Rpl3l, ribosomal protein L3-like, is a paralog of RPL3. It is specifically expressed in heart and skeletal muscle. Rpl3l-containing ribosomes play a role in determining translation elongation dynamics, which is crucial for cardiac function [1]. It is also involved in pathways related to cardiac muscle contraction and dilated cardiomyopathy [1]. Mouse models are valuable for studying Rpl3l's function.

In Rpl3l knockout male mice, there is impaired cardiac contractility, and ribosome occupancy at mRNA codons is altered in the heart, with changes negatively correlated to those in myoblasts overexpressing RPL3L. Rpl3L-containing ribosomes are less prone to collisions compared to canonical RPL3-containing ribosomes. The loss of Rpl3l-containing ribosomes affects translation elongation dynamics across the transcriptome, especially for transcripts related to cardiac muscle contraction and dilated cardiomyopathy, reducing the abundance of encoded proteins [1].

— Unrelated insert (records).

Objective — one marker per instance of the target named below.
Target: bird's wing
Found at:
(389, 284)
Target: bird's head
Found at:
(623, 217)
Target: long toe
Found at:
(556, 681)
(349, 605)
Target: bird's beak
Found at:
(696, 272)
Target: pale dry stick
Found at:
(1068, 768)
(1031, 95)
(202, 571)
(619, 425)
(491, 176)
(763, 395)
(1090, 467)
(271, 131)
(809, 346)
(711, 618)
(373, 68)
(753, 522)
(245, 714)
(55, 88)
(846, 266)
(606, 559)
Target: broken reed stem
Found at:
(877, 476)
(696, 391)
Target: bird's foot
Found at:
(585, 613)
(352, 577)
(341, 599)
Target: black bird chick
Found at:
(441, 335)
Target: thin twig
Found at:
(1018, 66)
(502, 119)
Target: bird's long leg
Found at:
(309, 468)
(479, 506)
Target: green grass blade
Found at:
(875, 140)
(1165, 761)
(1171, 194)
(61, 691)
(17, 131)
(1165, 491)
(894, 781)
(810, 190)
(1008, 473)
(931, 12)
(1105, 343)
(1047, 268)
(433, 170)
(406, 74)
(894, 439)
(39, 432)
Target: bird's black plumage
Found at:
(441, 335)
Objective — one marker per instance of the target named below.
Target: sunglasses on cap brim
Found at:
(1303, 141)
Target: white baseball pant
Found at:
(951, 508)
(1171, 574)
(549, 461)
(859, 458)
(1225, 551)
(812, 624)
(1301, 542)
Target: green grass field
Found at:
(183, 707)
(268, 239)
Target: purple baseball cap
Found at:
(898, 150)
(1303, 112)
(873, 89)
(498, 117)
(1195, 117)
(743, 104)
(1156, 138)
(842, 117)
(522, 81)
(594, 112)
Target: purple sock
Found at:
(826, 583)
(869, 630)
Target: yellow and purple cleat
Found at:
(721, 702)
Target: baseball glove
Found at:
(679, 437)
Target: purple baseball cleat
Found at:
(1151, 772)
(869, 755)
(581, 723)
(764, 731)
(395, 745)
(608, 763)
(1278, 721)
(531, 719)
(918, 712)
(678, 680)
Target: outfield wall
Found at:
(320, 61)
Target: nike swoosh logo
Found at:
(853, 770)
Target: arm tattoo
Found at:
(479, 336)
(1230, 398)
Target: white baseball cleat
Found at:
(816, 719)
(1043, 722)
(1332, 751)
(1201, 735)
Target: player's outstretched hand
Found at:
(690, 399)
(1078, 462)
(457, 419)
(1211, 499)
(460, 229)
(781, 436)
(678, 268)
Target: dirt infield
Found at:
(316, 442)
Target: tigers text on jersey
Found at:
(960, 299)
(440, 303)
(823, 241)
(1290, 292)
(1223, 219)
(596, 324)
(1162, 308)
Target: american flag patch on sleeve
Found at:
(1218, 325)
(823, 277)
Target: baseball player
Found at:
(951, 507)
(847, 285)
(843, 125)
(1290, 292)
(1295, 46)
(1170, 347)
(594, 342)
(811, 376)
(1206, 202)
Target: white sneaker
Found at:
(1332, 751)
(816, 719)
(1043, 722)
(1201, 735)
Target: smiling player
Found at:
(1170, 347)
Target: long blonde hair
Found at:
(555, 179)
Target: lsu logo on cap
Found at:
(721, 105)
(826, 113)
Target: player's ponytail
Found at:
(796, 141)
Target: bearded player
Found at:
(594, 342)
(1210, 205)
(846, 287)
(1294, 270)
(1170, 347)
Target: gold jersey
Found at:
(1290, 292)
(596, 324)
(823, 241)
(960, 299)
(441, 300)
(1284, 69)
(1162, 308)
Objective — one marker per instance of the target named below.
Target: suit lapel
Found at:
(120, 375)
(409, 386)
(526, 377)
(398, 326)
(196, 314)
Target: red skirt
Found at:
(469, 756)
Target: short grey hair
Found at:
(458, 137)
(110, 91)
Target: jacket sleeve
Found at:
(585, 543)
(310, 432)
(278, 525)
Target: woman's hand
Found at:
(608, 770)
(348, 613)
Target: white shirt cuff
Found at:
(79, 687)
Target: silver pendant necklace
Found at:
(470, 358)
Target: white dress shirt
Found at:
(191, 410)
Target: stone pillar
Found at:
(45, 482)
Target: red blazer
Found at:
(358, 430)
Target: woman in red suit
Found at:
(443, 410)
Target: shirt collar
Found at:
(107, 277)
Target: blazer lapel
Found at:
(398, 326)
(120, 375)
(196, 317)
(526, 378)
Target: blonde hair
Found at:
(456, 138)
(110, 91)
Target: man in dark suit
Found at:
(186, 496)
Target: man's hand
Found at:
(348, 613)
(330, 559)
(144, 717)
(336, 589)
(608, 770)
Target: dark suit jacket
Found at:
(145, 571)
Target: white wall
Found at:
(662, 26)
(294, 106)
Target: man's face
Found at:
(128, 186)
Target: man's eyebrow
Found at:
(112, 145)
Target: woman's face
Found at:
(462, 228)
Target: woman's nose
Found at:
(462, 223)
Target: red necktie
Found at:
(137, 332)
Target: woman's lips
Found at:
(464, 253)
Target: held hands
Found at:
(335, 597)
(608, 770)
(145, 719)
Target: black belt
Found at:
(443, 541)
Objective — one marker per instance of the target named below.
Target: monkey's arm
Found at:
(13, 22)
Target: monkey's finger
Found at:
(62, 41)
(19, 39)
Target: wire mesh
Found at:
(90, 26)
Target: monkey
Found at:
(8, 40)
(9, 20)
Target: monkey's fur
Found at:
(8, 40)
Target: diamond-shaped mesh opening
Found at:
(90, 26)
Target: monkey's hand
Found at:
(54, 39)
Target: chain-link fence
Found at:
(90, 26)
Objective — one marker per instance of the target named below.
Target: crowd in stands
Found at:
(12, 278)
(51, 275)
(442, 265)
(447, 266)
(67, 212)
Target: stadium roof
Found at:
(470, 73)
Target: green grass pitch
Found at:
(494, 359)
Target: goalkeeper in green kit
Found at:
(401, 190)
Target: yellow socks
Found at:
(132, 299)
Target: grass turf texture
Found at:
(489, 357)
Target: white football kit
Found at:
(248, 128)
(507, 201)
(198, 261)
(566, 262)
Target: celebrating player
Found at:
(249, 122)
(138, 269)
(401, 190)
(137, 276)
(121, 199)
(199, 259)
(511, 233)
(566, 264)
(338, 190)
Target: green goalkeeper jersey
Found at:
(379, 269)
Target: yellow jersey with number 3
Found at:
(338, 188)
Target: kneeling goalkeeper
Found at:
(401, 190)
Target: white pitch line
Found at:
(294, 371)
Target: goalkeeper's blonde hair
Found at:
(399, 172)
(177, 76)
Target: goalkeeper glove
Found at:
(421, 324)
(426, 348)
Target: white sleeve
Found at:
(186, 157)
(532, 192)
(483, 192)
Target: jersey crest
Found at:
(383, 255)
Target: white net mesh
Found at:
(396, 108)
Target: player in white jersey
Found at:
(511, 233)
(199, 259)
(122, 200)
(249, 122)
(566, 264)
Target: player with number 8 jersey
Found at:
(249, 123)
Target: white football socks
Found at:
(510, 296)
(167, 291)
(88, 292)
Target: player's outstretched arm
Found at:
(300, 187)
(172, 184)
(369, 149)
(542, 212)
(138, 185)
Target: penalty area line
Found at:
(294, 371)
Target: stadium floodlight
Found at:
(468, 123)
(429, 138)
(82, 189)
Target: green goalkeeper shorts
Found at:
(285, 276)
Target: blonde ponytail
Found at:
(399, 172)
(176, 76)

Rpl3l gene-deleted mice show no overt changes in cardiac structure or function at baseline or after pressure overload hypertrophy, likely due to up-regulation of RPL3. However, by 18 months, Rpl3l -/- null mice have significantly smaller hearts [2]. Deletion of Rpl3l triggers a compensation mechanism where RPL3 is up-regulated, and depletion of RPL3L leads to increased ribosome-mitochondria interactions and higher ATP levels in cardiomyocytes [3].

In conclusion, Rpl3l is essential for cardiac function through its role in translation elongation dynamics. Studies using Rpl3l knockout mouse models have revealed its significance in cardiac muscle contraction-related processes and dilated cardiomyopathy. These models have provided insights into the gene's function and the potential molecular mechanisms underlying heart-related diseases.